One of the best and most charming wine regions is Lavaux, between Lausanne and Montreux along the shore of Lake Leman. The vineyards here rise in steep, terraced slopes out of the mountain-mirroring water.
The whites of Lavaux have the loveliest name any wine has ever carried – Dorin, from their golden color.
They are richer both in color and taste than their many Swiss cousins, although in the French cantons white wines are nearly all products of the same Chasselas grape. The reason for this is their triple exposure to the sun, expressed in the name of a wine from the village of Epesses: "Trois Soleils."
The "three suns" are the sun itself, the sunlight reflected from the lake and the sun's warmth reflected from the terrace walls.
The sunny character of these wines also makes a lie of the notion that they have short lives. While a 1931 Saint-Saphorin is a full, mature wine only awaiting a suitable occasion to be drunk, a 1920 is still hard, scarcely mellowed, and will probably be really ready to drink only at twice its present age.

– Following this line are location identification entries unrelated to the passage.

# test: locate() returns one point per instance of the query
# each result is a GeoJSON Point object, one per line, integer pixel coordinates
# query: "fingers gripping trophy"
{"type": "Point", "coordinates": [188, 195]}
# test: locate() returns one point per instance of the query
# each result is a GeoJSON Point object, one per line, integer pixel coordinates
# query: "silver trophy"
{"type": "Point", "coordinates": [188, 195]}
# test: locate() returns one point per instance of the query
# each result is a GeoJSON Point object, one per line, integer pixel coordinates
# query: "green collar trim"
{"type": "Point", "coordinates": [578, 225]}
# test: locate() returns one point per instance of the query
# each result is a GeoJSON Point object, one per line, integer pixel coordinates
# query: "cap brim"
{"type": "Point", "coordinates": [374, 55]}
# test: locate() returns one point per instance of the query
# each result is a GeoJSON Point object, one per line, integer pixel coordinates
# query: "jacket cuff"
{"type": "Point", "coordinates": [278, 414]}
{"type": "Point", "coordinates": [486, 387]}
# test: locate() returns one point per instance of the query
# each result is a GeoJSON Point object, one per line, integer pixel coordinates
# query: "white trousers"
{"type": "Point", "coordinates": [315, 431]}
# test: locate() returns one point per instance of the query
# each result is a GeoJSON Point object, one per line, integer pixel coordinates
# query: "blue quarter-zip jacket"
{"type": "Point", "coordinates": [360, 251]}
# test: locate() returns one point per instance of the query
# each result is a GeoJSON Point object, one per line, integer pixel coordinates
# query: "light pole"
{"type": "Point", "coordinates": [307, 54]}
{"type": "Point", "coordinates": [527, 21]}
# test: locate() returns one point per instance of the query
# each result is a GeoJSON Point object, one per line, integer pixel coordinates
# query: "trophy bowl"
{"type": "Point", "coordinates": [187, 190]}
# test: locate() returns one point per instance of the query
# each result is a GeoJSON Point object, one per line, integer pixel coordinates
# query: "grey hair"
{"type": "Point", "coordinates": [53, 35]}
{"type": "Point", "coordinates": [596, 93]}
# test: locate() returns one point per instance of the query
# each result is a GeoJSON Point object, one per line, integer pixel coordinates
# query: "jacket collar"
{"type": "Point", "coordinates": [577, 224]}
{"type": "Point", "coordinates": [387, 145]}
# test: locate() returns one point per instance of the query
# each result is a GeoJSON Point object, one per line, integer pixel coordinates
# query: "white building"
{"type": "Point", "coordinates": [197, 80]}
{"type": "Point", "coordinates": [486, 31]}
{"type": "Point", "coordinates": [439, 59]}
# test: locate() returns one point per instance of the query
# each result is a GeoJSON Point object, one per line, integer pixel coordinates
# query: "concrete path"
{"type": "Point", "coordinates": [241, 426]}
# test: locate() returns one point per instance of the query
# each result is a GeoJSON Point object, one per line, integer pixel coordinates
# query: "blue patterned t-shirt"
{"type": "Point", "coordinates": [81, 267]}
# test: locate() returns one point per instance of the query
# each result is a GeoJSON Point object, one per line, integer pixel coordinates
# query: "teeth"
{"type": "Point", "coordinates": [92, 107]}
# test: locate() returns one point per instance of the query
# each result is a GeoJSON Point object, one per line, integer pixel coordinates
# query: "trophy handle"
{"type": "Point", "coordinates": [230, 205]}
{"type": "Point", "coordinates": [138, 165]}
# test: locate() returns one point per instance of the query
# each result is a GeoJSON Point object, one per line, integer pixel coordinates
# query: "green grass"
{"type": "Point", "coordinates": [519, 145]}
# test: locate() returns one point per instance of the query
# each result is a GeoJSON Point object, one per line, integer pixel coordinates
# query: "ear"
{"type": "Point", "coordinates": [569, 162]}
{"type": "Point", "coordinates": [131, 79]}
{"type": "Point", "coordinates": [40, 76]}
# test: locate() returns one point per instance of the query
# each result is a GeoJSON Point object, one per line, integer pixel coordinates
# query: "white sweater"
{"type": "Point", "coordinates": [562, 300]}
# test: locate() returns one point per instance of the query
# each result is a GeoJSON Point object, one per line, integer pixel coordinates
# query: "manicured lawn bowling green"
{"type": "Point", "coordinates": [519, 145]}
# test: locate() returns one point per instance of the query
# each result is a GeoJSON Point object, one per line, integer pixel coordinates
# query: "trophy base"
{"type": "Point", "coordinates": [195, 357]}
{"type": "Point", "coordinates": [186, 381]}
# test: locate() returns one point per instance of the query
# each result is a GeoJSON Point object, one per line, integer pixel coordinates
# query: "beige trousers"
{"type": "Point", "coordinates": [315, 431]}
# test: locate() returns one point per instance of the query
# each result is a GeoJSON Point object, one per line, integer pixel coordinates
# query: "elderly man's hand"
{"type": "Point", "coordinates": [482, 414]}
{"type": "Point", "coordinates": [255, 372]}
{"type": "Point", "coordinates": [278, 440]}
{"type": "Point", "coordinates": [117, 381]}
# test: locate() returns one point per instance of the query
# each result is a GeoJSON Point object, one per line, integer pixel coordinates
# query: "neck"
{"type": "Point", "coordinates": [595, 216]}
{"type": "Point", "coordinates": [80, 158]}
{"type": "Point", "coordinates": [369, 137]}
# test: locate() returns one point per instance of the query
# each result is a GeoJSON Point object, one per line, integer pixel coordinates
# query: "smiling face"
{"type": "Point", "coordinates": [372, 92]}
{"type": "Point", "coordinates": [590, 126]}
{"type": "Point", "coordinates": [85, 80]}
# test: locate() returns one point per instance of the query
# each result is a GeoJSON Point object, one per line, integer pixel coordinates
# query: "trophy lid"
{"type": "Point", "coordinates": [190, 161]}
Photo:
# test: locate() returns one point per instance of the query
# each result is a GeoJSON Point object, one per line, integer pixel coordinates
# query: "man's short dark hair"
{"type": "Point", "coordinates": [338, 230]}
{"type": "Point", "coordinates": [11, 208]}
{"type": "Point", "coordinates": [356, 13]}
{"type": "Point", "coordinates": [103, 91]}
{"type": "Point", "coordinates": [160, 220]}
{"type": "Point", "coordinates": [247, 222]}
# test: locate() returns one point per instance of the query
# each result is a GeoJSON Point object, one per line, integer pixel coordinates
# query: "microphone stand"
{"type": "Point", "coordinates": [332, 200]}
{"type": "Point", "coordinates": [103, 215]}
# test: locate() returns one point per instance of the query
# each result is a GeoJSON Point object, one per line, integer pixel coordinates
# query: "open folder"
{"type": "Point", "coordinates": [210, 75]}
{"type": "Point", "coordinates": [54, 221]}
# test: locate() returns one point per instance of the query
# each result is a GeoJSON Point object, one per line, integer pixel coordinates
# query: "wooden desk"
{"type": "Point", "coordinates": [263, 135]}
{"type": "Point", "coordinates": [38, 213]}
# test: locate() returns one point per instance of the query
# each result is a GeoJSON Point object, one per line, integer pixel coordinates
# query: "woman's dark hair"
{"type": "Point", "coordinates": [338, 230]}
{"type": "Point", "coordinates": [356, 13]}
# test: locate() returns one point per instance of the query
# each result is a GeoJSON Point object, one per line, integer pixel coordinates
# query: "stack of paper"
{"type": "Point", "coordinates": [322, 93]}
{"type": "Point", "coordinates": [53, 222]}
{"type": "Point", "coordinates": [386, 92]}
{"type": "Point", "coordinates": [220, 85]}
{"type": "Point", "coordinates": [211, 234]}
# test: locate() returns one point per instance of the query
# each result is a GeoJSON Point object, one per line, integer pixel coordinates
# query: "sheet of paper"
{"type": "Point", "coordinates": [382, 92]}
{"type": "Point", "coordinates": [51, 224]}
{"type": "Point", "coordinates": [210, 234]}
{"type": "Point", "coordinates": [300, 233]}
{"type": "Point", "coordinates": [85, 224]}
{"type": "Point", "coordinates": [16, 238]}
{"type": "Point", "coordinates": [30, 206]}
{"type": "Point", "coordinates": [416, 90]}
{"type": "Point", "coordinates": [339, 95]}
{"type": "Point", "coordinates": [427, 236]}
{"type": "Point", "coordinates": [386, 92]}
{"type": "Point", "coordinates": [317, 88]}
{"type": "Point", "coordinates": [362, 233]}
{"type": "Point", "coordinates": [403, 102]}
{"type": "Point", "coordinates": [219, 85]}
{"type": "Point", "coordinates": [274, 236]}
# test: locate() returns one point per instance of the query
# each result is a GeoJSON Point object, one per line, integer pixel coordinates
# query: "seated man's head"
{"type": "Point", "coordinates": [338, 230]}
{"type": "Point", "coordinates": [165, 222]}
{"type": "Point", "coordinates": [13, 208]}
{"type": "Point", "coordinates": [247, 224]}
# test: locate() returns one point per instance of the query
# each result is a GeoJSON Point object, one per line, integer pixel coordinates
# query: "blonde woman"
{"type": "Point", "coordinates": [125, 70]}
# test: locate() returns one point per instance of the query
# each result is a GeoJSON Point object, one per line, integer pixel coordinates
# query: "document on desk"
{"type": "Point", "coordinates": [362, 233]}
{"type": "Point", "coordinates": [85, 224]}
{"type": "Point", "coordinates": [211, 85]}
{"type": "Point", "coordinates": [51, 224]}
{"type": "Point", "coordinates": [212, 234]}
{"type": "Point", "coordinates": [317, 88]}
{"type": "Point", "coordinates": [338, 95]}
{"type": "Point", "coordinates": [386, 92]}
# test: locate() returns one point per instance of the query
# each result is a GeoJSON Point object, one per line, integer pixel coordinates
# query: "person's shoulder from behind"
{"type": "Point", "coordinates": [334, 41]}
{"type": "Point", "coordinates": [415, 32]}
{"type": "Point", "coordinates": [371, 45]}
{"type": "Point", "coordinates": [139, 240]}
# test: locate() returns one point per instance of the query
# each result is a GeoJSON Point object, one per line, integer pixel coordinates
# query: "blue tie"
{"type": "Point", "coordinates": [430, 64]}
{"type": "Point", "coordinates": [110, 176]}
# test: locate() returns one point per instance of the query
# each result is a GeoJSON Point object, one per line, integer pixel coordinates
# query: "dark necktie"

Younger, yet even better, a 1949 Dézaley "Clos de l'Abbaye" would do wonders for the magnificent perchets (small perch) of Lake Leman served in Cully's excellent lakeshore restaurant, Le Major Davel.
Unfortunately such fine vintages are virtually impossible to find commercially, no doubt because the Swiss, who produce not nearly enough wine to satisfy their thirst, drink up their own wines too rapidly.
No matter, there is plenty of good young wine with its characteristic taste of the soil, a sort of smoky taste called "gunflint." There are subtle yet distinct differences in the products from one village to another.
Le Corbusier once remarked acidly of his countrymen: "The Swiss are cleanly and industrious, and the hell with them," but he was not of the wine-growing regions. The vignerons of Lavaux are cleanly; such impeccably clean wine cellars could not exist elsewhere. They are industrious; try using anything other than human power on 45-degree slopes, terraced or otherwise.
They have the same cheerful, generous, Rabelaisian spirit as their French brothers. The wine from giant oval tuns, called vases and containing 500 gallons, is offered squirting out of a guillion, a pewter-lined stopper made of wood, pulled out just far enough to allow a small jet of wine to shoot into a narrow sort of shotglass holding one deciliter (about 3.5 ounces).
That may not sound like much, and it isn't, but about the time the 20th vase has been tapped (that makes two liters), one's thoughts about Le Corbusier are that he was a great architect, but when it comes to his judgment of his countrymen, the hell with him.